The Reunion Documentary

Starring: Elizabeth Estensen, Georgina Hale, Kellie Bright, John Hasler, Lee Pressman and Grant Cathro
Fantom Films
RRP: 14.99

Available 17 September 2007

Once described by the
Guardian as "...time travel drama somewhere between Doctor Who and Blackadder", it is easy to see why T.Bag defined a whole generation of children's television. The series ran for ninety episodes and four Christmas specials between 1985 and 1994. The show received critical acclaim from critics and viewers alike; between five and six million viewers tuned in each week to witness the weird and wonderful adventures of T.Bag and her sidekick, T-Shirt...

Everybody of a certain age remembers T.Bag. This was one of the few children's television shows that didn't patronise its young audience and, over the years has become as strong a gay iconic (I'm reliably informed) as Judy Garland and Charles Hawtrey.

The charm of the show was the fact that every week the viewer was transported to a magical place and, for a change, the action centred on the villains of the piece (T.Bag and her young helper T-Shirt). To be honest though, I remember Jennie Stallwood's Deborah annoyed the hell out of me, so I always wanted T.Bag to win the day - which she never did.

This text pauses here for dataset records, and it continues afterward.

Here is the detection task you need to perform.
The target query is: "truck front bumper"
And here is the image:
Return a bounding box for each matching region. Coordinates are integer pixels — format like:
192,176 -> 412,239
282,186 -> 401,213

After the wonderful Elizabeth Estensen left the show Georgina Hale took over as a very different member of the T.Bag family. I was a little older by this point and really couldn't abide her ridiculously poor overacting. It just seemed too much after Estensen's more believable character.

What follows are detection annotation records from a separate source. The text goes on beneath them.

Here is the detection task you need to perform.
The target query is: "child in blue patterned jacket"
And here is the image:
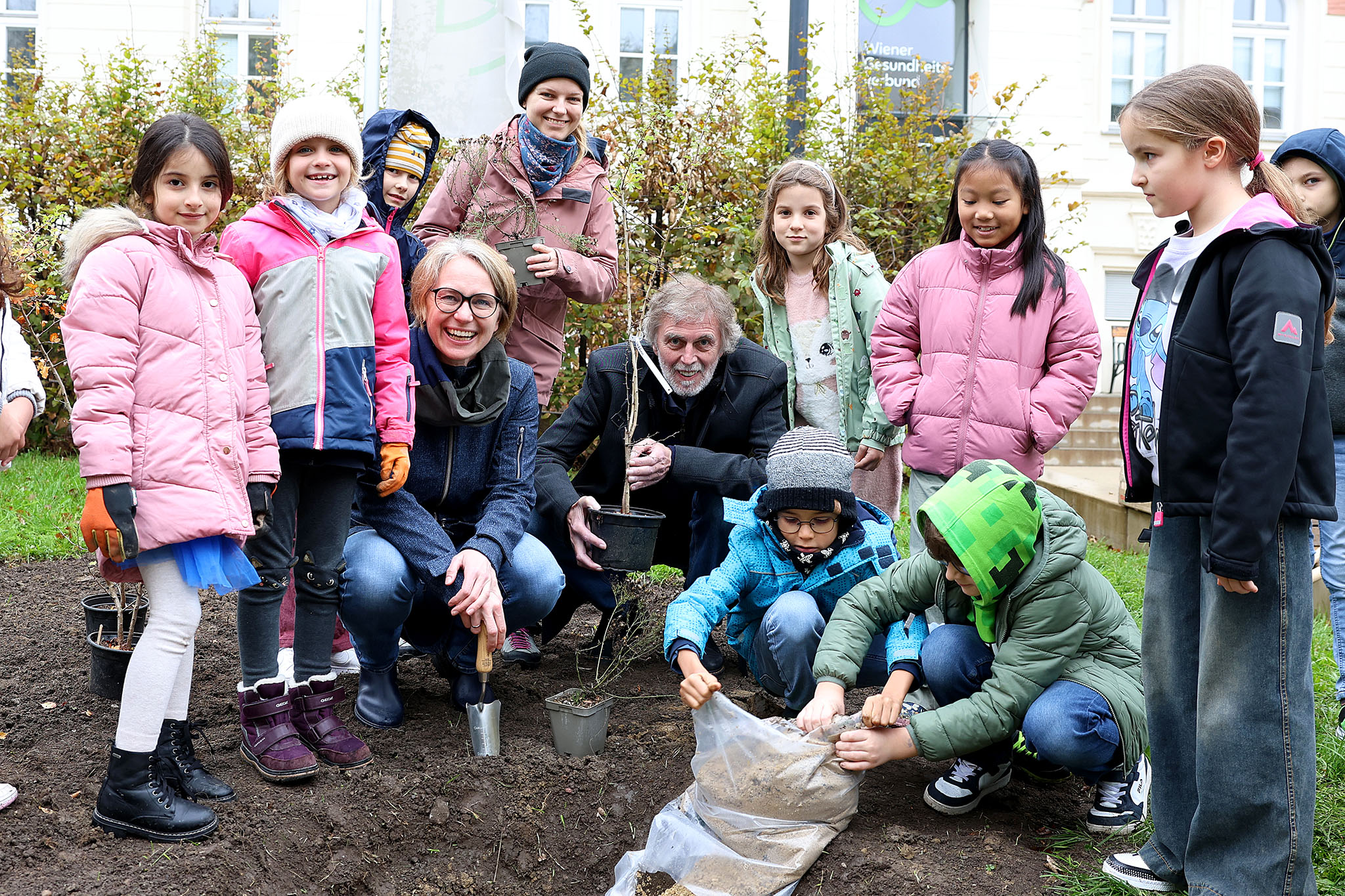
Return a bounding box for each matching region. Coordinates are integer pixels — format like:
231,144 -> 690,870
663,426 -> 927,714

Watching this documentary I was surprised to see Hale alive and well. For some bizarre reason I was convinced Georgina Hale was dead. I could have sworn that she died a few years ago, but apparently not as here she is alive and well - and as eccentric as ever (bless her).

T.Bag: The Reunion Documentary sees the cast and crew together again for the first time since the show ended.

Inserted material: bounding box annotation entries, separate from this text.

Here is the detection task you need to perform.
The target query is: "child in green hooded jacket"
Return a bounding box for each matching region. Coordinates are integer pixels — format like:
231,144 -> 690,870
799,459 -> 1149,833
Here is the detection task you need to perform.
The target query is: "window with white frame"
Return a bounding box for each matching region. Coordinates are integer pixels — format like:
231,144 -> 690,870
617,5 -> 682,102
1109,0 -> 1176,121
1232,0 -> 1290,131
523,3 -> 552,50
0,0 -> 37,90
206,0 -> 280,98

It was interesting to hear from guest actor Matt Zimmerman that the cast and crew all seemed to have hardly aged since production finished - and something I can relate to. When I was reviews editor at DreamWatch I interviewed both Lee Pressman and Grant Cathro when they were writing The Tomorrow People, as well as spending a day on the set of Delta Wave with Pressman. What's really scary is that both Pressman and Cathro seem to have discovered some fountain of youth. Their appearance on this DVD makes them look younger than I remember them.

Extras include additional interviews; Set Footage (10 mins of behind the scenes footage from episodes of the final year's episodes); A Fan's Perspective (interview with the editor of a T.Bag fansite); and T. Bag Reunion Photo Gallery (which is a collection of photos set to music).

Anyone who was a fan of the series should check out this fascinating DVD.